Ultimately, I'm not sure I will use a politician's position (past or current) on Common Core as a litmus test for my own voting decisions. It looks to me as if some politicians may have been suckered by the promise of practical education reform aimed at job-preparation. (See bolded section above.) That's certainly been a pet issue amongst many conservatives these days. So politicians may have naively signed on board to Common Core without fully appreciating what it really was.

In addition, I find it difficult to use as a litmus test an issue that is fundamentally not the President's responsibility. My dream candidate would be reducing the Department of Education's reach anyway, so Common Core itself does not rise to the same level of litmus test issue that securing our borders does, for example. YMMV.


Gov. Scott Walker: Wisconsin adopted Common Core standards in 2010. Last year conservatives began pressuring Governor Walker to reject them and he responded by asking the legislature to do so.

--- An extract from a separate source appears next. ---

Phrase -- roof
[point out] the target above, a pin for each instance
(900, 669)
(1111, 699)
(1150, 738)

Apparently, they did not, but last month Walker renewed his commitment to repealing Common Core, as well as to expanding school vouchers in Wisconsin.

Sen. Ted Cruz: As a member of Harry Reid's Senate, there isn't much Cruz can do with respect to Common Core, but he has called for its repeal (link to video). Last year, Cruz and several other senators expressed their displeasure with Common Core in a letter to Arne Duncan.

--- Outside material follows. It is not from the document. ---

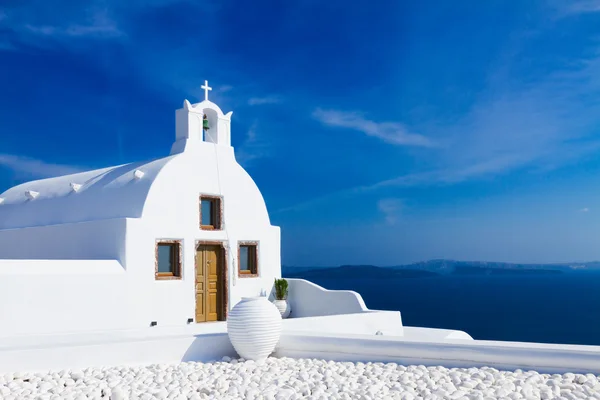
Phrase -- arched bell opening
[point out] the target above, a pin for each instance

Gov. Rick Perry: Way back in 2010, Rick Perry and the State of Texas rejected Common Core. Here is what he said at the time:

"I will not commit Texas taxpayers to unfunded federal obligations or to the adoption of unproven, cost-prohibitive national standards and tests," Gov. Rick Perry (R) wrote in a January 13 letter to U.S. Education Secretary Arne Duncan.
Perry had made his intentions clear in November when he directed state Education Commissioner Robert Scott not to commit to adopting national standards in the state's Race to the Top grant application.

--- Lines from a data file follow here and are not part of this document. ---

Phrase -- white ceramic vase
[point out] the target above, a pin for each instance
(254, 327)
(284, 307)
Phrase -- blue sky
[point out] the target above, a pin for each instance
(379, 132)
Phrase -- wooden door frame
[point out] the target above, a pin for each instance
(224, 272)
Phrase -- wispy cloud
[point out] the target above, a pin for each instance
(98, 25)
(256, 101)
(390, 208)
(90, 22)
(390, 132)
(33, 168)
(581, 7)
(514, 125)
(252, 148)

Gov. Bobby Jindal: Jindal has reversed his position on Common Core -- he now rejects it. Louisiana accepted the standards in 2010 (with bi-partisan support), but last year critics became more vocal. I'll leave it to you to decide whether Jindal reconsidered his position based on input from his constituents or simply because he has presidential aspirations. (I'm not sure the reason matters to me.)

Gov. Nikki Haley: Early this year, Governor Haley called for repeal of Common Core in South Carolina. Her legislature passed a bill to that effect which she signed this summer.

Gov. Susana Martinez: From what I have gleaned, Governor Martinez supports Common Core in New Mexico.

Gov. Mike Pence: Although Indiana withdrew from Common Core in March of this year, critics claim that this move was more show than substance:

After dramatically withdrawing Indiana from participation in Common Core, Pence was poised to become a hero to the grassroots movement resisting this egregious bid for federal control of America's traditionally independent and locally run education system. Instead, Pence has created the illusion of quality and independence, while installing second-rate standards that are little more than Common Core rebranded.

Pence seems to be trying to walk a political tightrope to keep federal dollars flowing to his state. I'm not sure how many conservatives are buying it.

In summary, it appears that Rick Perry was an early leader in rejecting Common Core. Many of the other prospective candidates have lined up in opposition since then. One candidate (Martinez) actually supports it. And still another (Pence) seems to be trying to split the middle -- formally rejecting it while keeping the federal dollars flowing.

Is a candidate's position on Common Core a litmus test issue for you?